Senators introduce bill to limit mobile spam

Legislation sets new restrictions on sending commercial text messages to cell phones

Two U.S. senators yesterday introduced a bill aimed at attacking a growing problem: unsolicited commercial text messages sent to cell phones, also known as mobile spam.

The m-Spam Act, which was proposed by Sens. Olympia Snowe (R-Maine) and Bill Nelson (D-Fla.), would strengthen the powers of the Federal Communications Commission and Federal Trade Commission to fight mobile spam. The measure also would prohibit commercial organizations from sending text messages to cell phone numbers that are listed in the National Do-Not-Call Registry.
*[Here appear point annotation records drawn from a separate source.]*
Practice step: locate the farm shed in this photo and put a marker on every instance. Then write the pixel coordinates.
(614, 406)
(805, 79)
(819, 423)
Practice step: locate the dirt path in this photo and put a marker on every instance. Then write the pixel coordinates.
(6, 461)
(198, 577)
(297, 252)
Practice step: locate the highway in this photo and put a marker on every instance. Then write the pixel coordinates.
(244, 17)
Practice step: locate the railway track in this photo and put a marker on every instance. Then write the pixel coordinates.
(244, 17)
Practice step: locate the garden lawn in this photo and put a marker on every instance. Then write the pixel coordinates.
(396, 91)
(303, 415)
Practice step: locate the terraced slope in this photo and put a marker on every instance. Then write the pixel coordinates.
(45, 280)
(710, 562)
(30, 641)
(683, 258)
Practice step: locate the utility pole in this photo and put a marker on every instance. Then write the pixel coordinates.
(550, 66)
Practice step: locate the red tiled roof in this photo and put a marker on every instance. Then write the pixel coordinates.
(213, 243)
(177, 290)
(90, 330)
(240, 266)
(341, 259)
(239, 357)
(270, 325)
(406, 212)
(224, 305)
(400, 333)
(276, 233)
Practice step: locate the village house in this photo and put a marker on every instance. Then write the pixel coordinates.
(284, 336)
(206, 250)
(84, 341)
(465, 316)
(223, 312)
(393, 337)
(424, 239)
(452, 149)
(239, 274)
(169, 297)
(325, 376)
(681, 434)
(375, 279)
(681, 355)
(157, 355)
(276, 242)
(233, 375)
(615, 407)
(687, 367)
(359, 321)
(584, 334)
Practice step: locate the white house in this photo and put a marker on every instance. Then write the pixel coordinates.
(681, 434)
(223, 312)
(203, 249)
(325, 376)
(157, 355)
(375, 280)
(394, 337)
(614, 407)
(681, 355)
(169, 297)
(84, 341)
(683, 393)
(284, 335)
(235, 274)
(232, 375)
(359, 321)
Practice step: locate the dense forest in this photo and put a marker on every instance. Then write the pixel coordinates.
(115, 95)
"Mobile spam invades both a consumer's cell phone and monthly bill," Snowe said in a statement. "There is also increasing concern that mobile spam will become more than just an annoyance — the viruses and malicious spyware that are often attached to traditional spam will most likely be more prevalent on wireless devices through m-spam."

According to Snowe, mobile users in the U.S received about 1.1 million spam text messages in 2007, up 38% from the year before. In some cases, mobile subscribers have to pay up to 20 cents for each text message sent or received, although some mobile service providers allow their customers to block text messages in order to avoid spam.

"Spam e-mail is bad enough," Nelson said as part of the announcement about the new bill. "Now we are seeing a proliferation of unwanted text messages — and consumers are getting stuck paying."